In the past, Stern said, the developed countries have proposed deals to developing ones but these deals have often been turned down.

The world will have a chance to strike a deal in December when the United Nations Climate Change Conference meets in Copenhagen.

India and China generate far fewer carbon dioxide emissions per capita than the United States and Europe, which produce around twenty and twelve tons, respectively. India emits less than two tons of carbon dioxide per capita and China produces about five.

Because of their low emissions, and because the economies of the two emerging giants should be allowed to grow, emissions should rise for some time and then come down later, Stern said.

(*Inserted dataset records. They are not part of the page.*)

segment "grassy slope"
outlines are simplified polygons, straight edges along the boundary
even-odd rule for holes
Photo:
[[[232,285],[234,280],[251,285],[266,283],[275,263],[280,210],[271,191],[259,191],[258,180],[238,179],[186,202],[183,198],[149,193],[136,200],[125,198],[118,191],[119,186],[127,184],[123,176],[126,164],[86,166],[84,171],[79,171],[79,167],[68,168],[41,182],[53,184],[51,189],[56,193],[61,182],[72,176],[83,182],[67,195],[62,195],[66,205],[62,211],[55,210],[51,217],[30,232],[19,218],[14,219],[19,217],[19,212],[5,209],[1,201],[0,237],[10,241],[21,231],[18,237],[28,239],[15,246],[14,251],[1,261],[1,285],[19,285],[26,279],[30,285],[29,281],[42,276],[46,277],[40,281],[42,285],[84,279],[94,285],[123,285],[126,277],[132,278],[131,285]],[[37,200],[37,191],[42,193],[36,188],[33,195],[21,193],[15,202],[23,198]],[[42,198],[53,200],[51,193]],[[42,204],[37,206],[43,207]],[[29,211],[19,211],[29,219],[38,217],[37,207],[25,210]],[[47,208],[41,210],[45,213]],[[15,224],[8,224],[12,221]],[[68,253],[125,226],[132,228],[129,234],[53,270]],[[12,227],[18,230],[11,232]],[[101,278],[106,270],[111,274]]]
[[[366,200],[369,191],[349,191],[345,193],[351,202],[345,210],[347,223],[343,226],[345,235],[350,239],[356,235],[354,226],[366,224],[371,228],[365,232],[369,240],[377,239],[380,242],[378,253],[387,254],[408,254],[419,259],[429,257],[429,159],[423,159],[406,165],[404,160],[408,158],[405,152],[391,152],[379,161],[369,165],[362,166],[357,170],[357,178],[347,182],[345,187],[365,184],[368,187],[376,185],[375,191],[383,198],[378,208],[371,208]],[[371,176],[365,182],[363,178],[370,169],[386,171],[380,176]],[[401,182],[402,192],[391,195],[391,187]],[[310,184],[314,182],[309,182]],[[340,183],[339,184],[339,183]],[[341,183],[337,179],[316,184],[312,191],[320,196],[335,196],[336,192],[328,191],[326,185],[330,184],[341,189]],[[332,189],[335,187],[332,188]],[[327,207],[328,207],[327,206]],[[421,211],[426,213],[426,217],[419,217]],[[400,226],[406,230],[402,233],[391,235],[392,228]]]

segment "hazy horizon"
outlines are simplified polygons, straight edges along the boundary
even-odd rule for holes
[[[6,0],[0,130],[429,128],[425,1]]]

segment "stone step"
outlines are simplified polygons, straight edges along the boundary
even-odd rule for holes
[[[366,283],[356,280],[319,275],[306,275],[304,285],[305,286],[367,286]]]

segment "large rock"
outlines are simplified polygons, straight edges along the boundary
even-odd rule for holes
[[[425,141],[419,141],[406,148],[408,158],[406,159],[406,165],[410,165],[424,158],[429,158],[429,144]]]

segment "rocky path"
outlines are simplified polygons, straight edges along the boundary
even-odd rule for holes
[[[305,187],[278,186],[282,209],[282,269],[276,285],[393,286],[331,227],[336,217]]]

Even if poor countries can wait longer to change, drastic reforms are required to reach Stern’s goal, which is to bring average carbon dioxide levels down to two tons per capita by 2050. Compared to 1990 levels, rich countries would have to bring down emissions by eighty percent while poor ones would have to reduce theirs by fifty percent.

This reform is preferable to the alternatives, according to Stern. It would allow for what he called low carbon growth. High carbon growth is dangerous and will not work for more than a couple more decades while not growing at all is not an option, he added.

The event was sponsored by the Center for Study of Science, Technology and Policy (CSTEP) and HSBC along with the Environment and Good Governance Trust, the London School of Economics (LSE), and the Institute for Social and Economic Change (ISEC).